- Born: 1958 (age 67–68) Reidsville, North Carolina, U.S.
- Education: UNC Chapel Hill Harvard University (MPP)
- Occupations: writer, podcaster
- Known for: Sleeping With Patty Hearst
- Spouse: Bill Gowan
- Children: 1

= Mary Lambeth Moore =

American writer

Mary Lambeth Moore (born 1958) is an American novelist and podcaster. In 2010, she wrote the book Sleeping With Patty Hearst. In 2024, she founded the podcast Recovering Debs.

== Early life and education ==
Moore was born in 1958 in Reidsville, North Carolina. She grew up in Reidsville and was raised Methodist. In 1977, she was presented to society as a debutante at the North Carolina Debutante Ball.

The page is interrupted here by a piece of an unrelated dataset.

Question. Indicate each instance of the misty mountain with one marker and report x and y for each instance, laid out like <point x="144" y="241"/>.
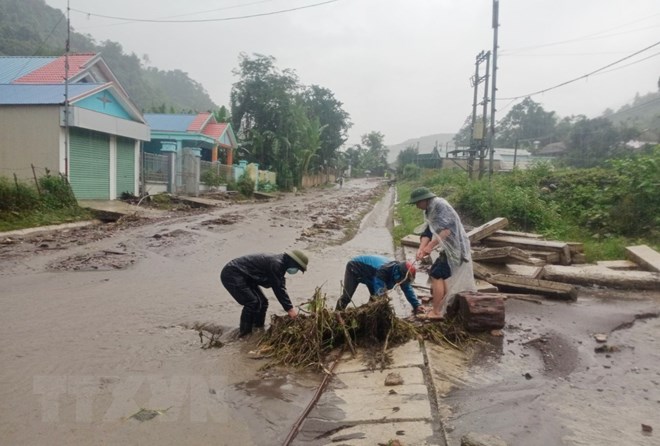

She graduated from the University of North Carolina at Chapel Hill, where she was a member of Phi Beta Kappa, in 1980. Moore earned a master's degree in public policy from Harvard Kennedy School.

== Career ==
Moore works as a senior writer for the Center for Community Self-Help in Durham, North Carolina. She previously worked as the fiction editor for Carolina Wren Press. She has written short stories for Broad River Review.

She authored the book Sleeping with Patty Hearst in 2010.

In July 2024, Moore created the podcast Recovering Debs, interviewing other debutantes from North Carolina about their experiences and exploring the economic, social, and racial historic ties to debutante balls in the Southern United States.

== Personal life ==
Moore is married to Bill Gowan and has a son, Max Gowan. She lives in Raleigh, North Carolina.

She is Baptist and a member of Pullen Memorial Baptist Church. She was baptized on March 31, 2024.